Details of sample processing and staining are given in Supplementary Materials and Methods. Quantification of cardiac fibrosis on trichrome staining at 8 and 24 weeks post-radiotherapy was performed using the Aperio ImageScope 12.4.3—Pathology Slide Viewing Software. Five sections separated by 100 μmol/L were used for fibrosis quantification of each mouse heart. For each section, whole heart fibrosis was calculated by drawing an area of interest around the entire stained cardiac tissue. In addition, the thickness of cardiac vessels in the apical half of the heart (irradiated region) were calculated by measuring the distance from the lumen of the vessel to the edge of the perivascular fibrotic or connective tissue. Depending on vessel size and uniformity, 4–20 measurements were taken per vessel and then averaged.

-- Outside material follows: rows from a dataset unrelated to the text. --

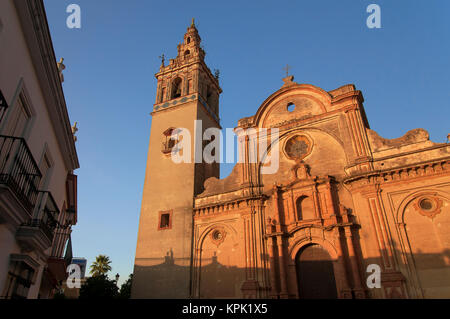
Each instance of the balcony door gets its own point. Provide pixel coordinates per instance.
(18, 119)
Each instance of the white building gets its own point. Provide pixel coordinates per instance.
(38, 190)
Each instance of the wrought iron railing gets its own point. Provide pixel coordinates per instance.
(18, 170)
(48, 216)
(3, 106)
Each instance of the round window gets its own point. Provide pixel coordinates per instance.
(297, 147)
(217, 235)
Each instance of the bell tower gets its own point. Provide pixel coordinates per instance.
(187, 92)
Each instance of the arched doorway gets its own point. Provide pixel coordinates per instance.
(315, 273)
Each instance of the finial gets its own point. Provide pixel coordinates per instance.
(61, 67)
(287, 68)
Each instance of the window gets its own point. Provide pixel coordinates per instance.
(291, 107)
(305, 208)
(176, 88)
(46, 169)
(18, 118)
(19, 280)
(170, 140)
(163, 95)
(165, 220)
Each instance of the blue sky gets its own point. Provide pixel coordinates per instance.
(403, 70)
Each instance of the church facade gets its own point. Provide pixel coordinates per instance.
(344, 205)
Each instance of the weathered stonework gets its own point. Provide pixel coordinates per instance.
(343, 199)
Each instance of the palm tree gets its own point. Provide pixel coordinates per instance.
(100, 266)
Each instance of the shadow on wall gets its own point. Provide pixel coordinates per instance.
(430, 278)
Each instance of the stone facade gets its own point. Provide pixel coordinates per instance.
(342, 199)
(38, 188)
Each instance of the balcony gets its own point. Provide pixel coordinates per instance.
(19, 175)
(38, 233)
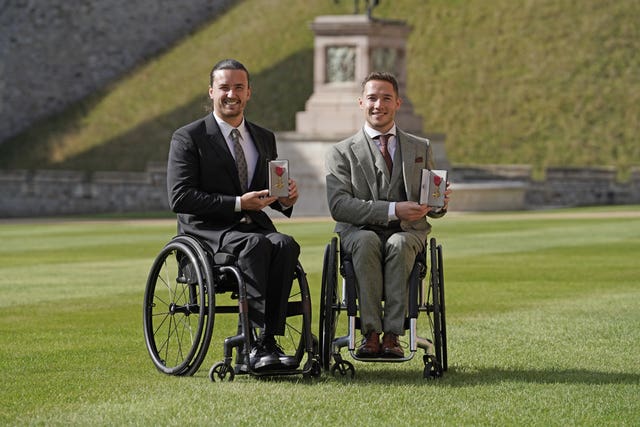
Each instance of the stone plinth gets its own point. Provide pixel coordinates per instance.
(346, 49)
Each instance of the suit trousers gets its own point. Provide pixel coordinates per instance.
(267, 260)
(382, 260)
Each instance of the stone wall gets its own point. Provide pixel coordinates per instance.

Biochemical marker and cytokine quantification

Mouse cardiac tissue homogenates were analyzed for troponin T, troponin I, PlGF, IL2, IL6, and TNFα levels. Human and mouse plasma samples were also analyzed for these marker levels. Details are given in Supplementary Materials and Methods.

Mouse plasma collection

Whole blood was collected into heparinized collecting tubes (Thermo Fisher Scientific, 02-668-10) also containing EDTA, from cardiac puncture in terminal experiments or the tail vein of the mice in nonterminal experiments at 1, 2, 4, and 8 weeks post-radiotherapy. Plasma was obtained by centrifugation for 10 minutes at 1,500 rpm using a refrigerated centrifuge. Plasma samples were aliquoted and stored at −80°C.

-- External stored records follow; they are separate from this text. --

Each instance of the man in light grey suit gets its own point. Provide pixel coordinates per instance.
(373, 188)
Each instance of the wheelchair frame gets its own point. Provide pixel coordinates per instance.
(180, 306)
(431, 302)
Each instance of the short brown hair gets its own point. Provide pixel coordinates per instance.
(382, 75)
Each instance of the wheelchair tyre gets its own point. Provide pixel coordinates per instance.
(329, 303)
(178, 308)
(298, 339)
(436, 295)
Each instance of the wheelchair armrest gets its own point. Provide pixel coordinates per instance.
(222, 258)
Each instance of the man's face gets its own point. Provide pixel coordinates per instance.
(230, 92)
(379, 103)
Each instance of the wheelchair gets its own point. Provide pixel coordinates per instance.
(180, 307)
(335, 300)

Human plasma collection and sample selection

A random selection of human plasma samples from patients who were treated with thoracic radiotherapy and who were enrolled in a prospective longitudinal cohort study (IRB#808014) conducted at our institution from June 2015 until February 2018 were obtained. Details of the study population and methods have been reported previously (16). Briefly, blood samples were collected pre- and post-radiotherapy (median, 20 days) and stored at −80°C. A total of 14 patients with lung cancer and 32 patients with breast cancer had plasma samples available both pre- and post-radiotherapy and were used in this study. Only 4 patients with mediastinal lymphoma had pre- and post-radiotherapy plasma samples available, with most samples yielding undetectable biomarker levels on analysis. These samples were therefore excluded from the study.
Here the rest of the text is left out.